Why would it be extremely difficult to breath through a snorkel only three feet underwater, but still be fairly easy to breath through a regulator 30 feet underwater?

You'd need big, huge, powerful lungs. Elephantine lungs, even.
posted by rokusan at 7:11 PM on May 31, 2008


And besides, they still do use their trunks as snorkels.
posted by Flunkie at 7:15 PM on May 31, 2008


This will be disproved within a few years.

I agree. By Kirk Cameron.
posted by dobbs at 8:01 PM on May 31, 2008 [1 favorite]

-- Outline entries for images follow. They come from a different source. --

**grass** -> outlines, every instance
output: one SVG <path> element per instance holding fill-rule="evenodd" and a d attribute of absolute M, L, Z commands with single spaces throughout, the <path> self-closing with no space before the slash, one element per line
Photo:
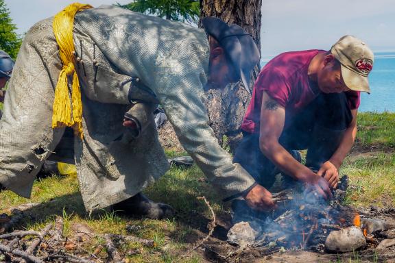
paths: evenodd
<path fill-rule="evenodd" d="M 395 148 L 395 113 L 358 114 L 357 145 L 366 148 Z"/>
<path fill-rule="evenodd" d="M 346 199 L 352 205 L 395 205 L 394 121 L 395 114 L 388 112 L 359 115 L 359 131 L 355 153 L 346 158 L 340 171 L 341 174 L 348 175 L 355 186 L 348 192 Z M 372 152 L 372 150 L 374 151 Z M 184 153 L 167 152 L 169 157 Z M 172 166 L 145 192 L 154 201 L 171 205 L 178 211 L 176 218 L 163 221 L 137 220 L 106 210 L 89 215 L 85 212 L 75 175 L 37 179 L 31 200 L 18 197 L 10 191 L 0 192 L 0 213 L 10 213 L 10 208 L 28 202 L 40 203 L 29 210 L 32 216 L 23 222 L 21 227 L 39 229 L 60 215 L 64 220 L 66 236 L 72 237 L 72 226 L 80 223 L 98 234 L 129 234 L 155 240 L 154 248 L 144 247 L 139 243 L 122 245 L 123 253 L 134 251 L 127 256 L 130 262 L 204 262 L 198 252 L 187 259 L 180 258 L 202 238 L 202 234 L 197 230 L 206 232 L 206 225 L 210 222 L 211 214 L 207 208 L 196 197 L 206 196 L 217 216 L 228 215 L 229 208 L 220 201 L 220 197 L 207 182 L 202 171 L 195 166 L 188 168 Z M 133 226 L 132 230 L 128 233 L 127 226 L 130 225 Z M 97 237 L 85 244 L 84 248 L 92 253 L 104 243 L 104 240 Z M 104 249 L 99 253 L 103 258 L 106 255 Z M 357 255 L 350 258 L 350 262 L 359 262 Z"/>

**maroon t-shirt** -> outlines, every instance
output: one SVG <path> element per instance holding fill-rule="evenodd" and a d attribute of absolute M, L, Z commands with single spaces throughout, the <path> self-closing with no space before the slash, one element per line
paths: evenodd
<path fill-rule="evenodd" d="M 255 82 L 252 97 L 241 124 L 241 129 L 250 133 L 259 132 L 264 91 L 285 108 L 285 127 L 288 127 L 292 117 L 320 92 L 318 88 L 310 86 L 307 69 L 315 55 L 325 52 L 317 49 L 287 52 L 267 62 Z M 345 93 L 350 109 L 358 108 L 360 92 L 352 90 Z"/>

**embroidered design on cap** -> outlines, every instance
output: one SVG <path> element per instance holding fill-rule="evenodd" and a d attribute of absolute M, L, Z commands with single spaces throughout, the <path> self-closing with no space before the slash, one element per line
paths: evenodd
<path fill-rule="evenodd" d="M 361 73 L 368 75 L 373 68 L 373 62 L 368 58 L 361 58 L 355 62 L 355 67 Z"/>

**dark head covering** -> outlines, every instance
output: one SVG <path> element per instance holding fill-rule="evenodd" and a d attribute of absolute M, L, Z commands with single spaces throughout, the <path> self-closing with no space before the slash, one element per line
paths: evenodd
<path fill-rule="evenodd" d="M 216 17 L 205 17 L 202 24 L 206 32 L 213 36 L 225 50 L 232 62 L 237 77 L 247 91 L 250 91 L 250 74 L 259 62 L 259 50 L 250 34 L 241 27 L 230 26 Z"/>
<path fill-rule="evenodd" d="M 0 50 L 0 77 L 11 77 L 11 73 L 14 68 L 14 61 L 10 55 Z"/>

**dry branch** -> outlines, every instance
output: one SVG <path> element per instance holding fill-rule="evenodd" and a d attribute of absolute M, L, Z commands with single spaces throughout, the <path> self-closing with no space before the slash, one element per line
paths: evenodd
<path fill-rule="evenodd" d="M 138 242 L 146 247 L 154 247 L 156 245 L 155 242 L 151 239 L 141 238 L 134 236 L 125 236 L 117 234 L 107 234 L 105 236 L 107 236 L 112 239 L 123 240 L 128 242 Z"/>
<path fill-rule="evenodd" d="M 17 257 L 23 258 L 25 260 L 29 260 L 34 263 L 43 263 L 44 262 L 41 260 L 39 258 L 35 257 L 32 255 L 28 255 L 26 252 L 23 251 L 19 249 L 12 249 L 8 246 L 0 244 L 0 251 L 3 252 L 10 253 Z"/>
<path fill-rule="evenodd" d="M 23 237 L 25 236 L 38 236 L 40 238 L 43 238 L 43 236 L 41 236 L 41 233 L 38 232 L 36 231 L 18 230 L 18 231 L 14 231 L 12 233 L 8 233 L 8 234 L 4 234 L 3 235 L 0 235 L 0 239 L 14 238 L 16 236 Z"/>
<path fill-rule="evenodd" d="M 17 224 L 24 216 L 23 212 L 17 209 L 12 210 L 12 214 L 13 215 L 11 216 L 10 221 L 3 225 L 3 227 L 0 228 L 0 234 L 4 233 L 11 229 L 14 225 Z"/>
<path fill-rule="evenodd" d="M 106 240 L 106 249 L 107 249 L 108 258 L 112 260 L 114 262 L 124 262 L 124 260 L 122 259 L 121 255 L 119 255 L 119 252 L 118 252 L 118 250 L 111 240 L 111 236 L 105 234 L 104 239 Z"/>
<path fill-rule="evenodd" d="M 55 249 L 63 241 L 63 218 L 62 216 L 56 216 L 54 230 L 51 231 L 51 238 L 47 240 L 47 245 L 50 249 Z"/>
<path fill-rule="evenodd" d="M 43 238 L 44 236 L 45 236 L 45 235 L 47 234 L 48 234 L 48 232 L 49 231 L 49 230 L 51 229 L 51 227 L 52 227 L 52 224 L 48 224 L 47 225 L 47 226 L 45 226 L 45 227 L 41 230 L 41 236 Z M 33 251 L 34 251 L 34 249 L 36 249 L 36 248 L 37 247 L 37 246 L 40 244 L 40 242 L 41 242 L 41 238 L 36 238 L 33 240 L 33 242 L 32 242 L 32 244 L 29 246 L 29 247 L 27 247 L 27 249 L 26 249 L 26 253 L 27 254 L 32 254 L 33 253 Z"/>
<path fill-rule="evenodd" d="M 95 262 L 93 261 L 80 258 L 73 255 L 70 255 L 64 252 L 49 255 L 47 258 L 49 260 L 60 260 L 60 262 L 67 262 L 73 263 L 95 263 Z"/>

I remember reading a long time ago that elephant skulls were the source of cyclops lore, that the trunk hole was thought to be an eye socket.
posted by Brainy at 8:21 PM on May 31, 2008


Brainy: I remember reading a long time ago that elephant skulls were the source of cyclops lore, that the trunk hole was thought to be an eye socket.

Oh man. I read that too, growing up, but had completely forgotten it until this very moment. I'm pretty sure it was in a Zoobook about elephants. Regaining this memory has made me bizarrely happy. Thanks, Brainy.
posted by PhatLobley at 8:48 PM on May 31, 2008


Hey, now I remember that Zoobook as well! Thanks, PhatLobley.
posted by bettafish at 8:53 PM on May 31, 2008


I loved the picture in the elephant Zoobook of all the different elephants through the ages.

I loved those things!
posted by winna at 9:16 PM on May 31, 2008


Unexplained sightings of the Loch Ness monster could have been elephants enjoying a swim, a scientist has said.
posted by Sailormom at 9:22 PM on May 31, 2008


New research suggests that the animals evolved from mammals like the sea cow

Your new research was published in 1999. Wikipedia doesn't disagree, mind, but the ink has definitely dried on that story.
posted by mumkin at 11:36 PM on May 31, 2008


Currently, there is a TV commercial that depicts a surreal underwater circus. I am always struck by how delicately graceful the swimming elephant seems.

If mammals could evolve from land to sea, why is it improbable that some went the other way?